"Umsichtig urteilen". Le Premier ministre Jean-Claude Juncker au sujet de son entrevue avec Vladimir Poutine lors de la visite officielle au Luxembourg du Président de la Fédération de Russie

d'Wort: Herr Juncker, der ehemalige Bundeskanzler bezeichnete seinen Duzfreund Wladimir Putin einst als "lupenreinen Demokraten". Ist das denn doch nicht ein bisschen zu viel des Lobes für den russischen Präsidenten?

Jean-Claude Juncker: Wladimir Putin ist ein russischer Demokrat auf dem Weg in die Lupenreinheit, also zu westlichen Standards. Sehen Sie, trotz meines persönlich ausgezeichneten Verhältnisses mit dem Präsidenten der Russischen Föderation gibt es zwischen uns substantielle Meinungsverschiedenheiten.

d'Wort: Etwa in der Menschenrechtsfrage?

Jean-Claude Juncker: Ja, auch dort, aber nicht nur dort. Wir haben uns am Donnerstag doppelt so lange unterhalten als es ursprünglich geplant war. Das hatte vor allem auch damit zu tun, dass wir strittige Themen angesprochen haben. Das ist wichtig, damit man sich ins russische Denken hineinversetzen kann und von europascher Warte aus betrachtet, Reaktionen der russischen Seite richtig verstehen und interpretieren kann. Zum Dialog mit Russland gibt es keine Alternative.

d'Wort: Bleiben wir bei den Grundfreiheiten, mit denen, schenkt man den Berichten von Menschenrechtsorganisationen Glauben, die russische Staatsführung nicht gerade zimperlich umgeht. Haben Sie darüber mit Herrn Putin geredet?
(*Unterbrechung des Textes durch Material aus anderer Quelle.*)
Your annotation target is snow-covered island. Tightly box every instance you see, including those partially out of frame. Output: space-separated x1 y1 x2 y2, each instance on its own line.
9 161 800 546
Jean-Claude Juncker: Ja. Wie gesagt: Es gibt Meinungsverschiedenheiten. Daraus mache ich keinen Hehl. Wir machen uns wirklich Sorgen um die Meinungs- und Pressefreiheit in Russland. Und darüber habe ich mich auch mit dem Präsidenten unterhalten. Wobei man natürlich nicht mit Nachsicht, aber immer mit Umsicht urteilen soll.

d'Wort: Das heißt?

Jean-Claude Juncker: Wir stellen uns in Europa Russland manchmal so vor, wie es überhaupt nicht ist. Man darf bei seinem Urteil in bestimmten Fragen die Geschichte und Entwicklung Russlands nicht ignorieren. Wladimir Putin hat das Land in seiner Amtszeit im mancherlei Hinsicht stabilisiert. Vor dem Amtsantritt Putins bestand die Gefahr von struktureller und organisationeller Instabilität. Die Lage sieht heute anders aus. Das wiederum bedeutet nicht, dass der Ist-Zusand uns zufriedenstellen kann. Der Respekt der Menschenrechte hat ganz klar noch nicht den Qualitätsgrad erreicht, den wir uns wünschen.

d'Wort: Thema Kosovo: Auch darüber unterhielten Sie sich mit Präsident Putin?

Jean-Claude Juncker: Ja, und auch hier sind wir anderer Meinung. Putin ist konsequent gegen die Unabhängigkeit.

d'Wort: Und wie sieht es bei den Raketenabwehrplänen der USA aus. Gibt es auch dort Verwerfungen zwischen Juncker und Putin?

Jean-Claude Juncker: Wir sind uns eins, dass verantwortliches Handeln angesagt ist. Wir dürfen keinen Konflikt heraufbeschwören, der im Endeffekt gesamtkontinental destabilisierende Auswirkungen haben könnte. Besonders wichtig ist es, dass wir den Dialog mit allen Parteien pflegen.